Communiqué de presse – Zone villa : le département du territoire surréagit et met en péril la production de logements

Dossiers - Prises de position

Un moratoire sine die

Le département du territoire (DT) annonce ce jour un moratoire sine die à la possibilité de densifier volontairement la zone villa (sans changement de zone). Cette décision intervient suite à la critique de certaines communes qui trouvent – à raison- que leurs préavis sont systématiquement repoussés et que leurs plans directeurs communaux ne sont pas respectés par le DT. Il est étonnant que le DT ne prenne ainsi pas en compte la volonté du Grand Conseil de maintenir la production de logements par densification de la zone villa tout en souhaitant que les plans directeurs et les préavis des communes soient mieux respectés.

Le DT semble critiquer certaines réalisations, pourtant c’est lui qui les a autorisées avec le préavis de la Commission d’architecture dont il nomme les membres ! Il lui appartient de s’organiser pour appliquer une loi qui est en vigueur depuis 2013…

Ce moratoire n’est, selon nous, pas légal, la loi existante doit être appliquée, le DT ne saurait s’en affranchir. Nous étudions toute possibilité de contester juridiquement cette annonce.

Une atteinte à la lutte contre la pénurie de logements

La mesure prise ce jour est contraire à l’intérêt public genevois. La loi actuelle contribue manifestement à la lutte contre la pénurie de logement tant elle a permis la réalisation de milliers de logements. Ces logements sont ceux pour lesquels la pénurie fait rage de la manière la plus intense qui soit. Les familles de la classe moyenne et de la classe moyenne supérieure sont les victimes du moratoire prononcé ce jour. Sans oublier que les locataires genevois en sont aussi pour leurs frais puisque ces familles libèrent des logements locatifs lorsqu’elles deviennent propriétaires.

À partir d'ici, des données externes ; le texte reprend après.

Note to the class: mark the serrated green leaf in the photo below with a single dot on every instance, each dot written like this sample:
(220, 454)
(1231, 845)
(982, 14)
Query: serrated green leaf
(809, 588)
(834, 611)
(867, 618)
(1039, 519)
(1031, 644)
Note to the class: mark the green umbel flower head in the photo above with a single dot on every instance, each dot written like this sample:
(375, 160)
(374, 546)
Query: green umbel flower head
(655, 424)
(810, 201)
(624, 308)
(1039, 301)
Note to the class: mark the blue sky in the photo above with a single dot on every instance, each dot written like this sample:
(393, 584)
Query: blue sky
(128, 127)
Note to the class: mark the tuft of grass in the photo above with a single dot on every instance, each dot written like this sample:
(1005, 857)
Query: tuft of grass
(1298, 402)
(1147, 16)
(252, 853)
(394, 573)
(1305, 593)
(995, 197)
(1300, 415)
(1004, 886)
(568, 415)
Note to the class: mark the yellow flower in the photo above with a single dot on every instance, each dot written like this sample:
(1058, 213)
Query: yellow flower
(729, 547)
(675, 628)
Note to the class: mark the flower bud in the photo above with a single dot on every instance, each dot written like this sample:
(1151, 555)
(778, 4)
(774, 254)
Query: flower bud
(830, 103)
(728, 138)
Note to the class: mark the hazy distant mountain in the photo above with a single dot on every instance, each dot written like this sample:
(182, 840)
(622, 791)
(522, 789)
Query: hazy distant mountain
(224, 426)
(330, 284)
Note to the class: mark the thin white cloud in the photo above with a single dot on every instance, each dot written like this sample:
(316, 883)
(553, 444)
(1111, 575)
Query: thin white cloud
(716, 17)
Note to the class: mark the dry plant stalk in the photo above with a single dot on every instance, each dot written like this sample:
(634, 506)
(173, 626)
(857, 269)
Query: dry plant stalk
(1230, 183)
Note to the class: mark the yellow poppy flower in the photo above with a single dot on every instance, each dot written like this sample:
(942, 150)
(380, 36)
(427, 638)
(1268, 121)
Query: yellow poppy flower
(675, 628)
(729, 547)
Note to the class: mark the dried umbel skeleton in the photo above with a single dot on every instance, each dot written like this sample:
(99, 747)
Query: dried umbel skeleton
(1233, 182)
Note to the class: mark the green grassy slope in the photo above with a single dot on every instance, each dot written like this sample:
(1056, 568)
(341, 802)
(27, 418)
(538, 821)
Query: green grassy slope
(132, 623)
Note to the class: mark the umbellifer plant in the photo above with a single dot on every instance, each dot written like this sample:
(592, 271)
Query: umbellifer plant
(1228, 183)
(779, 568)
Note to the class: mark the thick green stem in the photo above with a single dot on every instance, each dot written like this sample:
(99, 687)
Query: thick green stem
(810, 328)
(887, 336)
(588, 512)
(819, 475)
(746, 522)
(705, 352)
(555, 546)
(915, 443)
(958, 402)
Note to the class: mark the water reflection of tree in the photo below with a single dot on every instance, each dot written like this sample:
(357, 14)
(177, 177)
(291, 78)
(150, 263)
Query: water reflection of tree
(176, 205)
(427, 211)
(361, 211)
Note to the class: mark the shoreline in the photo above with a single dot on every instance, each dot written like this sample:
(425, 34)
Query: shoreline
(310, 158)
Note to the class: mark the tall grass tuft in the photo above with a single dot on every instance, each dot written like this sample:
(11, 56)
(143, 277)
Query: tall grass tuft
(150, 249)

Un coup porté à l’économie, à l’emploi et aux finances publiques

Nous estimons qu’il s’agit d’un énorme coup porté à l’économie, soit plusieurs centaines de millions de francs. Les entreprises locales de petite et moyenne taille – privées des grands chantiers dans les périmètres déclassés – subissent de plein fouet la décision de ce jour et l’emploi en souffrira forcément. Les finances publiques subiront à cause de cette décision du DT des pertes fiscales qui, elles aussi, se chiffrent en centaines de millions directement parce que cette activité est stoppée net. En outre, il est rappelé que la HEG a démontré dans une étude de 2017 que le canton subit des pertes fiscales de 500 à 800 millions par an en raison des départs de familles de la classe moyenne dans le canton de Vaud et en France voisine parce qu’elles ne trouvent pas de propriété par étages – rationnées par la politique menée – sur le territoire genevois.

Une décision qui renforce les vieux démons genevois : où construire des logements ?

C’est un comble ! Le DT stoppe net une production volontaire de milliers de logements. Dans le même temps l’on observe une incapacité du DT à faire passer les projets de déclassements en zone agricole ou en zone de construction.